If you were asked to picture your biggest cyber threat, chances are you’d see an image of a hooded attacker in a faraway country. But you’d be wrong. The greatest danger isn’t posed by an anonymous criminal, it’s more likely to be somebody across the office unsuspectingly clicking on a malicious link.
This disconnect between perceived threat and reality is hardly surprising because these hacker images are shown repeatedly in the media. In the past year alone we’ve seen a number of high-profile cyberattacks featuring prominently in the news cycle, focusing the attention of business leaders on these external threats.
Yet in Verizon’s latest Data Breach Investigation Report, two out of every three examples of malware linked to data breaches were installed via malicious email attachments. Research from Microsoft found that almost one in four recipients will open a phishing email when they receive it.
These emails are no longer something your aunt clicks on to send money to some African prince who promises a share of the family fortune. They’re sophisticated and personalised messages – often claiming to be from your bank, a government department or your employer’s HR department. In some cases it takes a trained eye to see through the charade.
At a recent Microsoft roundtable, featuring a number of chief information security officers (CISOs) from top Australian organisations, this emerged as the key universal threat. IT departments have been talking about the need for security education for as long as people have had personal computers. But when it comes to minimising cyber risk, it’s important to make everybody in your organisation understand they have a role to play.
While it’s human nature for people to click on malicious links, Steve Glynn – a former CISO for ANZ Banking Group who now consults on privacy and cybersecurity as a Principal with elevenM Consulting – advises clients to shift focus. “We should be measuring the number of people who report a phishing attack because that turns everybody into a potential early warning system like canaries in a coalmine,” he says.
The internet of threats
Billions of sensors are being embedded into almost everything around us. Research firm IDC predicts the number of connections to this internet of things (IoT) will grow from about 15 billion at the end of 2016 to more than 82 billion in 2025.
It has huge potential benefits in healthcare, allowing patients to be monitored from the comfort of their homes. More broadly, these sensors are powering the development of smart cities that help people accurately measure electricity usage and will eventually guide driverless cars.
The biggest concern for many security leaders is that it’s moving too quickly for security to keep pace – providing a huge number of potential entry points for hackers to access sensitive data or even gain control of critical infrastructure.
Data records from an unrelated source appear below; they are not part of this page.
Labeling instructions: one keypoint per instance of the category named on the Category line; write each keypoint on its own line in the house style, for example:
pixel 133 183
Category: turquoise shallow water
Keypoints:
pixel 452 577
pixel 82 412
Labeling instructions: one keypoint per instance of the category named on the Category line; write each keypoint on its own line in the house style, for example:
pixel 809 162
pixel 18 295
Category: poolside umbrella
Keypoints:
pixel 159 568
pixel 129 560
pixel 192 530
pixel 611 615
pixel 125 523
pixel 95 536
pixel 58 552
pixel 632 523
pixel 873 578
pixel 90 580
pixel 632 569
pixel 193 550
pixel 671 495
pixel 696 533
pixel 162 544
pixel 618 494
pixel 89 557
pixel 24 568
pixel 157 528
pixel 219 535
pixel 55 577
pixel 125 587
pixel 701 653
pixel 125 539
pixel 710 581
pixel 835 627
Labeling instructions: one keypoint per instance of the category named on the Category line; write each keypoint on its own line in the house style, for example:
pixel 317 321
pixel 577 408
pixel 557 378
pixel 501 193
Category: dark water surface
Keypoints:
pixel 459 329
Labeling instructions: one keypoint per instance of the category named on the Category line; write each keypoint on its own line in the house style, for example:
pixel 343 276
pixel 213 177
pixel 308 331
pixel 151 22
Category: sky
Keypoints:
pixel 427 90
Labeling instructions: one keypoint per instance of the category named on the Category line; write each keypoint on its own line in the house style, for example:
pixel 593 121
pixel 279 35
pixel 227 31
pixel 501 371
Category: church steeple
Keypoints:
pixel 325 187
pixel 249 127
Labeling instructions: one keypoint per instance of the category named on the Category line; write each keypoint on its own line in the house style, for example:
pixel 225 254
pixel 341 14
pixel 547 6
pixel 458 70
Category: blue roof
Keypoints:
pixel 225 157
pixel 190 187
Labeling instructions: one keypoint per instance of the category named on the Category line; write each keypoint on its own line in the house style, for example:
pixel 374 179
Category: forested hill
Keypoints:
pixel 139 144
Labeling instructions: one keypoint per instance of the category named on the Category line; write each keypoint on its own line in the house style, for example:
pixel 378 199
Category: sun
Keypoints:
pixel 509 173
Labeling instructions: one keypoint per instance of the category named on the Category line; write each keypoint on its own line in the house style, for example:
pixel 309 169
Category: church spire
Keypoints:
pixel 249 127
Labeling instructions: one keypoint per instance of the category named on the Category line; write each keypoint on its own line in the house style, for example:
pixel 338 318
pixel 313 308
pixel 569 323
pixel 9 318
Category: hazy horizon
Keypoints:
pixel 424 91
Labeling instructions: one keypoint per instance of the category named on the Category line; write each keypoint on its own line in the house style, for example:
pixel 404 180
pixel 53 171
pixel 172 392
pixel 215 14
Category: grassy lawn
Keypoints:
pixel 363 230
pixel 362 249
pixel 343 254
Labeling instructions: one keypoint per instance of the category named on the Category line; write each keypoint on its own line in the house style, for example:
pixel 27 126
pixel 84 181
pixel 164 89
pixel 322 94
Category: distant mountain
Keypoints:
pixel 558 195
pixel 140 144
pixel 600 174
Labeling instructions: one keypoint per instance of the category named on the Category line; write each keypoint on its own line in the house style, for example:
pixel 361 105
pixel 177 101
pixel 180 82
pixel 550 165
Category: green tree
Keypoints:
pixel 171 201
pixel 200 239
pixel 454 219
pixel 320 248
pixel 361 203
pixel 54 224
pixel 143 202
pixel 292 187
“IoT is growing at an astonishing velocity and creating a massive attack surface,” Telstra CISO, Craig Hancock, says. “It’s moving at an incredible pace and the entire industry is now playing catch up to embed security.”
Just think about the ability to hack remotely into people’s homes or take control of a plane during its flight. Shared connectivity is one of the great benefits of building this global sensor network but it must be supported by adequate security measures.
One of the biggest cybersecurity challenges is that those with malicious intent have the same access to tools as everybody else. In fact due to policy, legislative, and procurement limitations they often have access ahead of those charged with keeping us safe. Emerging technologies promise great benefits but also bring new risks that must be addressed. None is greater than artificial intelligence (AI).
The ability to weaponise AI is a huge problem. Hackers can use it to mine large amounts of social network and other public data to find personally identifiable information. The potential use of AI to creative adaptive malware that changes in the wild is the sort of nightmare scenario that brings any CISO out in a cold sweat.
But the biggest threat for many is the unknown. Narelle Devine, CISO at the Department of Human Services, is responsible for sensitive data for critical Australian service delivery agencies including Centrelink, Medicare and Child Support. She’s more worried about the threats we’re yet to see than those she manages on a daily basis.
“Everything is moving so quickly but my biggest concern is that The Shadow Brokers are sitting on some clever stuff right now and just waiting to pull the trigger,” she says. “Some of the global attacks we’ve seen recently were really unsophisticated. What’s coming next?”
While there will always be new risks in the digital world, mitigating known areas of vulnerability is the first logical step. This means ensuring everybody knows to call IT when they receive an unsolicited email, rather than clicking on the link.